Hannah Chowdhry receives Diana Award for social action and Humanitarian work

Hannah Chowdhry, a long-term British Asian Christian Association volunteer has received a Diana award for her social action and humanitarian work.

On 15th July 2019 at a lavish ceremony at the Welsh Assembly in Cardiff,  Hannah Chowdhry from Chigwell, Essex, received her certificate for
her Diana Award from HM Lord-Lieutenant of South Glamorgan, Morfudd Meredith.  Hannah had to postpone her original certification date on the 1st
of July at Westminster, due to being in the middle of her Duke of Edinburgh Award Silver Expedition (click here).

Hannah has always been a very community-spirited person, intent on improving the locality where she lives for the benefit of everyone. She triggered
a campaign that led to the installation of a £50,000 mammoth skull replica which is housed in the Redbridge Museum, this little piece of history restored
to its original location was Hannah’s first community campaign which she started at the tender age of seven.

At high school Hannah became aware that some local pupils were using legal-highs and more severe drugs (click here),
so she initiated a campaign that led to the creation of a borough-wide drug crime reporting portal on the East Ilford Betterment Partnership website
(click here). A solution she designed to help better
map crimes of this nature and hopes that as awareness of the facility increases it can be used by local police to enhance drug operations ward by ward,
whilst also safely galvanizing community action against this crime. Hannah has often spoken about the link between drug crime and teen knife crime
through the growing phenomenon of County Lines entrapment (click here).

At 13 she had already become a competent and experienced volunteer and campaigner for the British Pakistani Christian Association. For the BACA she
has spoken at Westminster Cathedral to an audience of over 1,000 people (click here) and was invited to an EU Conference on minority persecution in Pakistan (click here).
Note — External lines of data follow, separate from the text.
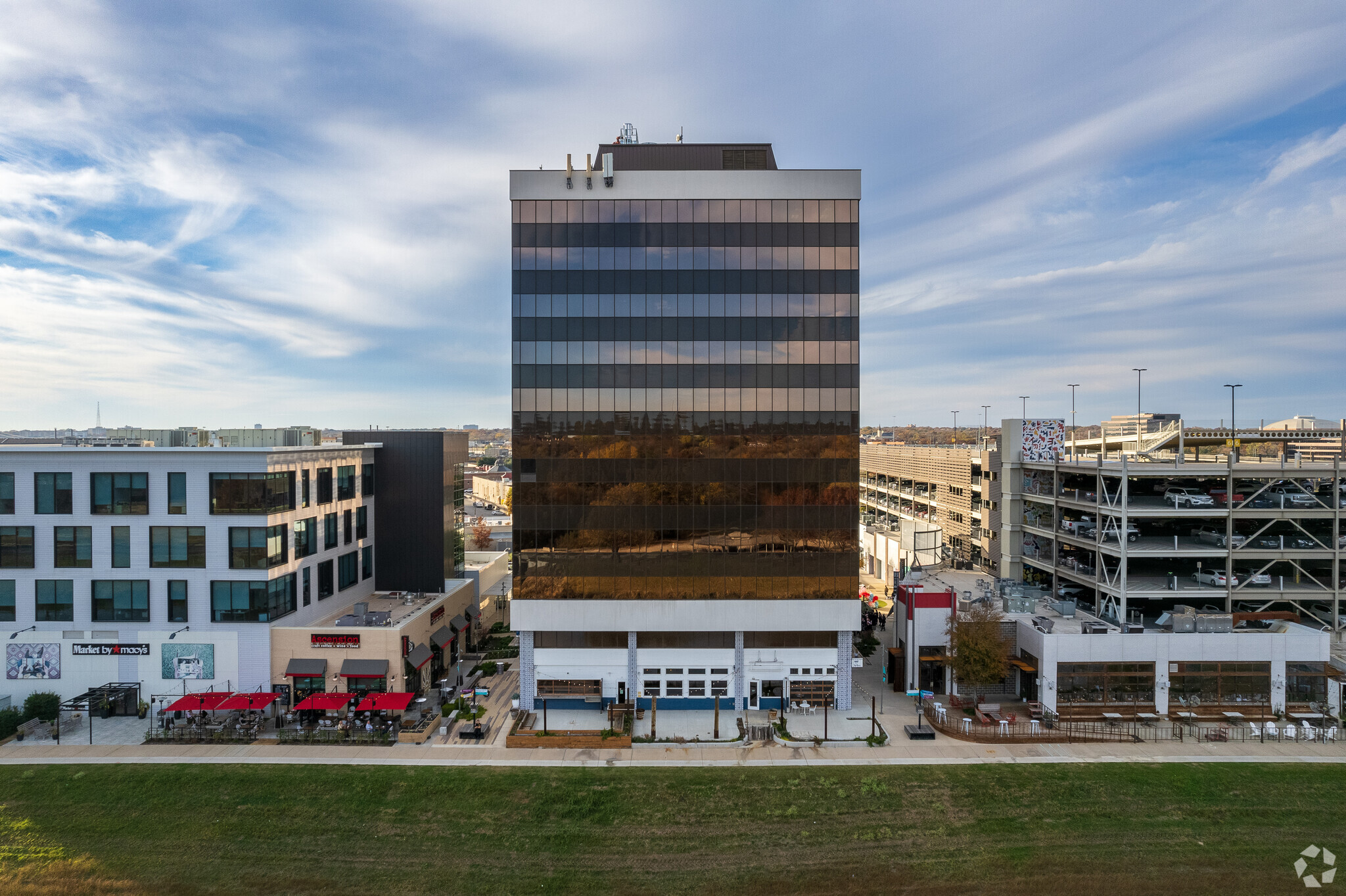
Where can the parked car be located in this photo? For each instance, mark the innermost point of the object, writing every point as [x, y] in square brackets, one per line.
[1291, 494]
[1252, 579]
[1216, 536]
[1212, 577]
[1189, 498]
[1265, 541]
Although Hannah was diagnosed with Juvenile Arthritis from the age of seven she still represented her school in Badminton, Football, Swimming, and
has won a national badminton competition and a local football tournament until this year.  Sadly she has had to miss over 24 weeks schooling this
year after a footballing accident whch revealed that her actual condition is Reflex Sympathetic Dystrophy an extermely painful condition, meaning
that she was not able to participate in any sports this year.  

 

Hannah is determined that her physical condition does not deter her from helping her community wherever she can. When Hannah learnt about
the desire of local people to have a nativity scene reinstated on the steps of Ilford Town Hall she helped obtain funding and subsequent permission to
have it reinstated. In 2017, for the first time in 11 years, the nativity took pride of place to the approval of people of all faiths (click here).
For the three years prior to that Hannah organised volunteers from amongst peers at her school who designed a Nativity window display at BACA’s head office
made from recycled material (click here).
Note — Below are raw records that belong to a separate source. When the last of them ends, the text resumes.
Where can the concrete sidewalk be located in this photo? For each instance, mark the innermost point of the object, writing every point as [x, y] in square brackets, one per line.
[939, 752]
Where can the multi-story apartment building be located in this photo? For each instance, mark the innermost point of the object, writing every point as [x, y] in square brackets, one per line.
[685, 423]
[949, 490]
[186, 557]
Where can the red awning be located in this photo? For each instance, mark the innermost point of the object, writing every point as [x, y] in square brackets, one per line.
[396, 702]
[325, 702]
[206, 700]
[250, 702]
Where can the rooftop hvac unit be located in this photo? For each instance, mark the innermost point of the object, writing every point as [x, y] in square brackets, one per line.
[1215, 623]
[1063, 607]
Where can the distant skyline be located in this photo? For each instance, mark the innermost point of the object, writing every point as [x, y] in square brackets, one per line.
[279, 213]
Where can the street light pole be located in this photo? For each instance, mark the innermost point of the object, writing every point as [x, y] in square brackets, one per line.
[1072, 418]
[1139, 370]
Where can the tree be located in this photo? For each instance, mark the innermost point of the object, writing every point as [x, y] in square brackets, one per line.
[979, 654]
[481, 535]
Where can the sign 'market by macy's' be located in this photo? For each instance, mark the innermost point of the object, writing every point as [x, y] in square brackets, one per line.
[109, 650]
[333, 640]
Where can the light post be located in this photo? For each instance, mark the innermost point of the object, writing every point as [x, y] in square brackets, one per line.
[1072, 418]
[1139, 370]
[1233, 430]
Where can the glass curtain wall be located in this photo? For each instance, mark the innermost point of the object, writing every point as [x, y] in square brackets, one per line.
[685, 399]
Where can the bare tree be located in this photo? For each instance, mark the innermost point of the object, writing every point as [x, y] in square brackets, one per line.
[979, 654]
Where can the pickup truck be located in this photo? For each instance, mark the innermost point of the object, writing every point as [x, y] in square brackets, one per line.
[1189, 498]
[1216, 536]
Hannah has been a long term campaigner against ten knife crime and her letter to PM Theresa May and Mayor of London Sadiq Khan received personal wrotten
responses.  Moreover she now sits on a youth reference panel for the Mayor’s Office for Policing and Crime (MOPAC). Hannah held a successful knife
crime summit at High Road Baptist Church at which the local police cadets launched a video on teen knife crime (click here) and
also took part in the Serious About Youth Conference at City Gates Church last month (click here). In
her desire to eradicate knife crime and improve youth cohesion Hannah is working towards a bold project to introduce a non-alcoholic bar for teenagers
in Ilford (click here).


Hannah is currently an Essex Youth Councillor and a member of Redbridge Youth Council too and is the first young person to represent two constituencies.